Non si intravedono sulla scena personaggi che possano fare sintesi o comunque farsi interpreti di questi aneliti pacifici. Se è vero che la storia cammina con le gambe degli uomini è ancor più vero che la pace si può raggiungere solo con percorsi individuati e battuti dagli operatori di pace (che saranno chiamati figli di Dio).
Nel secolo scorso è vissuto un personaggio paradossalmente in grado di mettere d’accordo le preghiere delle suore di clausura con i colloqui portati avanti allo sbaraglio con i nemici dell’Occidente (Urss, Vietnam del Nord, etc. etc.). Si chiamava Giorgio La Pira, non era un visionario come molti tentarono e tentano ancora di considerare: una sorta di uomo in preda a Santa follia, dimenticando che la santità è folle e la follia serve a purificare e santificare il mondo. Egli si sforzò di portare la fantasia al potere: il potere senza fantasia non può che accettare logiche di guerra a tutti i livelli.
E se questo profilo profetico lo stesse attualmente incarnando il cardinale Matteo Maria Zuppi, presidente della Cei e uomo di fiducia di papa Francesco, prevedibilmente protagonista dei futuri assetti vaticani? Riporto di seguito una sua breve dichiarazione estratta da un’intervista rilasciata al quotidiano “Avvenire”: «Speriamo che la prossima commissione scelga di difendere le radici più profonde e vere dell’Europa che significano anche il ripudio della guerra e la scelta di trovare vie di soluzione alternative ai conflitti.
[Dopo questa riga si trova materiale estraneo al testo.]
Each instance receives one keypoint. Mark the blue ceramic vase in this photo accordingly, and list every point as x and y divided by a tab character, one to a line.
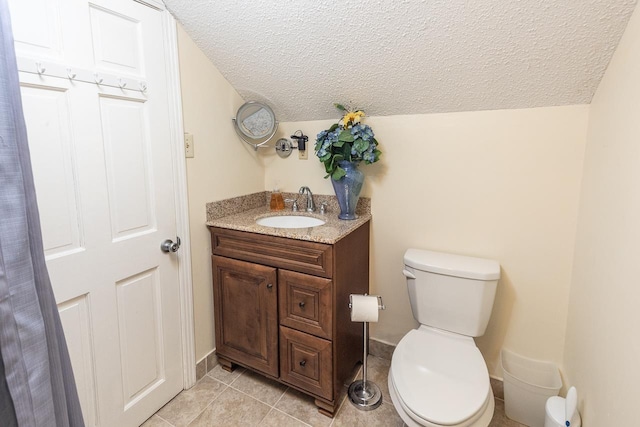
348	189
Continuo a pensare che è necessaria una “Camaldoli per l’Europa”».
In poche parole ha toccato tutti gli elementi interconnessi, presupposto per lavorare ad un futuro di pace: la riscoperta delle radici europee, il ripudio della guerra, l’adozione di soluzioni alternative ai conflitti, l’impegno della Chiesa a diventare lievito per il mondo. Un intrigante mix fra religione e politica senza integralismi, ma anche senza timidezze.
Ricordiamoci che, per la Chiesa e per il mondo, i profeti non sono degli accaniti sognatori, ma dei convinti fustigatori delle derive fuorvianti e dei concreti indicatori di strade alternative, difficili ma imprescindibili.
Perché il mondo sta andando in rovina? Perché mancano i profeti e, se esistono, vengono osteggiati o ignorati o tuttalpiù accantonati con l’applauso. Senza considerare tutti i falsi profeti che ci stanno regolarmente affascinando e ingannando.